Unconfigured Ad

Collapse
X
 
  • Filter
  • Time
  • Show
Clear All
new posts
  • jdanderson
    Member
    • Sep 2010
    • 45

    FASTX Toolkit barcode splitter issue

    Hello All,

    I've been trying to use the FASTX Toolkit barcode splitter to demultiplex my illumina reads. The following command runs okay without any errors:

    [cat /home/johnathon/jda_ev_extended.txt | fastx_barcode_splitter.pl --bcfile /home/johnathon/mybarcodes.txt --bol --mismatches 1 --prefix /home/johnathon/split_bc/jda_ev_split_bc --suffix ".txt"]

    But none of the output files contain any reads except for the mismatched file.
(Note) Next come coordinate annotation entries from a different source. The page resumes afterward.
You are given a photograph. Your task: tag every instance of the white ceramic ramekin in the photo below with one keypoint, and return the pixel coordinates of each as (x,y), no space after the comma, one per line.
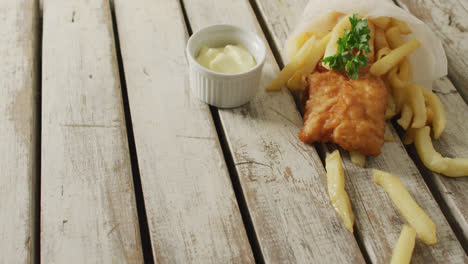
(218,89)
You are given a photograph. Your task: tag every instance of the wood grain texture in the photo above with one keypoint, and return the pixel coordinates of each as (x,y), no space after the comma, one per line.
(283,180)
(452,143)
(378,220)
(88,210)
(190,204)
(449,21)
(18,127)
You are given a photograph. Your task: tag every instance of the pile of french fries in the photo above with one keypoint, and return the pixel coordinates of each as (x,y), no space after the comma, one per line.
(420,223)
(419,109)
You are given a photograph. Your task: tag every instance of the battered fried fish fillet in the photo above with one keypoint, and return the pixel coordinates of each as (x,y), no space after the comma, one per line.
(350,113)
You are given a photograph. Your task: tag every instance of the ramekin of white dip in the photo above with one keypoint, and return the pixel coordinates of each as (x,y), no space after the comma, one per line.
(225,90)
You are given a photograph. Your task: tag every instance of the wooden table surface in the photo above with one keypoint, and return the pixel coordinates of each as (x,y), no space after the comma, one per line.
(106,157)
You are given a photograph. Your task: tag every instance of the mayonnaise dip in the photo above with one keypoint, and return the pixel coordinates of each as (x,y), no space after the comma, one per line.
(228,59)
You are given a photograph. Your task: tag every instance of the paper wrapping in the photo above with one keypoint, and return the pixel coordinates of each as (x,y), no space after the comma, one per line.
(429,62)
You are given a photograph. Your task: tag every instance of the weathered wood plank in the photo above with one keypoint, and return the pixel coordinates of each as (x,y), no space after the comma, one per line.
(378,222)
(18,129)
(88,210)
(190,204)
(449,21)
(283,180)
(452,143)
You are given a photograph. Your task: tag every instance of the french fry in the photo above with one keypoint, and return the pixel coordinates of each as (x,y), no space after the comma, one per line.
(398,88)
(380,39)
(452,167)
(394,37)
(381,22)
(297,43)
(358,159)
(416,217)
(405,72)
(305,61)
(337,32)
(388,137)
(300,59)
(383,65)
(336,190)
(416,100)
(383,52)
(403,250)
(439,120)
(406,116)
(402,26)
(390,112)
(429,114)
(314,58)
(321,27)
(409,136)
(297,82)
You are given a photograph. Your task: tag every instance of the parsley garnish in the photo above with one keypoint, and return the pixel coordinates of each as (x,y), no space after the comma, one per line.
(351,47)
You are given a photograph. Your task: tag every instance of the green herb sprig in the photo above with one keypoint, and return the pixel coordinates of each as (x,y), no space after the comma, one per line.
(351,47)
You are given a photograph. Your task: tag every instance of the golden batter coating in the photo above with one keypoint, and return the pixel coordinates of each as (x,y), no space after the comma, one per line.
(350,113)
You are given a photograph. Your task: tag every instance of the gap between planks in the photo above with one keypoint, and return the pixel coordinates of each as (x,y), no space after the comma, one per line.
(140,201)
(38,139)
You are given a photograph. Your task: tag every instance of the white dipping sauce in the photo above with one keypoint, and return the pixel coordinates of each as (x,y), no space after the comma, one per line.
(228,59)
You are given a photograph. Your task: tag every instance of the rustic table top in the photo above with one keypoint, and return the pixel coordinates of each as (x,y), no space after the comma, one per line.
(107,158)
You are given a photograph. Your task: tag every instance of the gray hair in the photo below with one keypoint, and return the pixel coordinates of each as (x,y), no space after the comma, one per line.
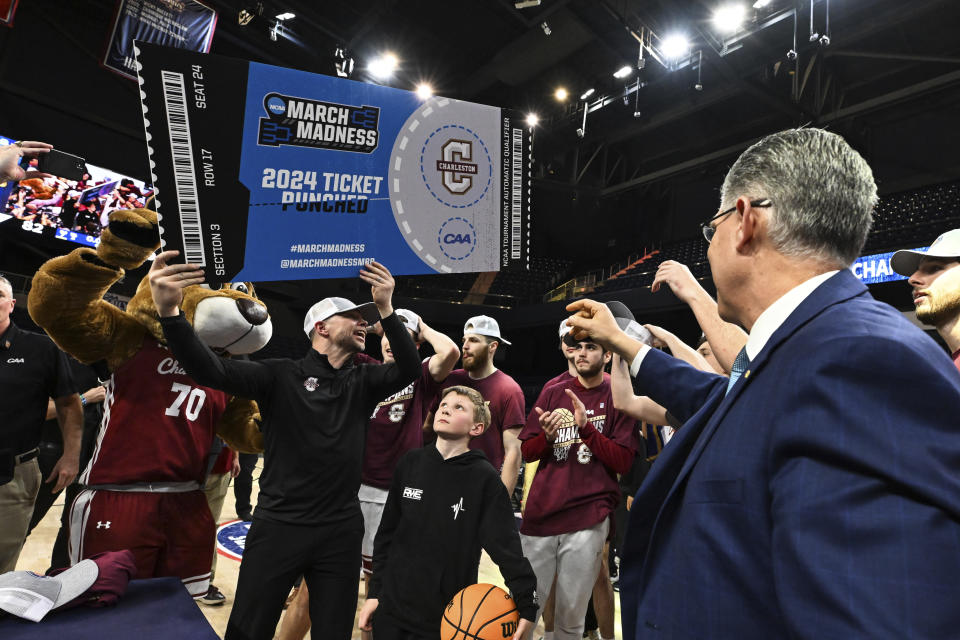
(822,193)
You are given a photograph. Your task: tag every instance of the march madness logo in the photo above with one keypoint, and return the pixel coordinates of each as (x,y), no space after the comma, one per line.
(318,125)
(455,166)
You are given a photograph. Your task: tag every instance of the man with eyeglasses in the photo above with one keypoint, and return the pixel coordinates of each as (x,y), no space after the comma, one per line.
(780,508)
(725,339)
(32,370)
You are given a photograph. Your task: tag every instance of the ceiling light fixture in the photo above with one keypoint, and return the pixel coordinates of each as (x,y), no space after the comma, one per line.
(384,66)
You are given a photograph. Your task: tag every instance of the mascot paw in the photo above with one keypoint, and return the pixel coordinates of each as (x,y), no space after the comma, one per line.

    The following is mybarcode.txt file:

    [#I hope the following is the appropriate format for this txt file, it should contain the barcode identifier and the barcode sequence itself in a tab delimited fashion--Johnathon David Anderson
    BC1 ACCC
    BC2 CGTA
    BC3 GAGT
    BC4 TTAG]


    However, when I look at the extended.txt file i can see the right barcodes on the 5' end. I have also tried to use the export.txt file to no avail; apparently it is not formatted appropriately. I get an error message saying for the first character there is an "S" instead of an "<" or an "@".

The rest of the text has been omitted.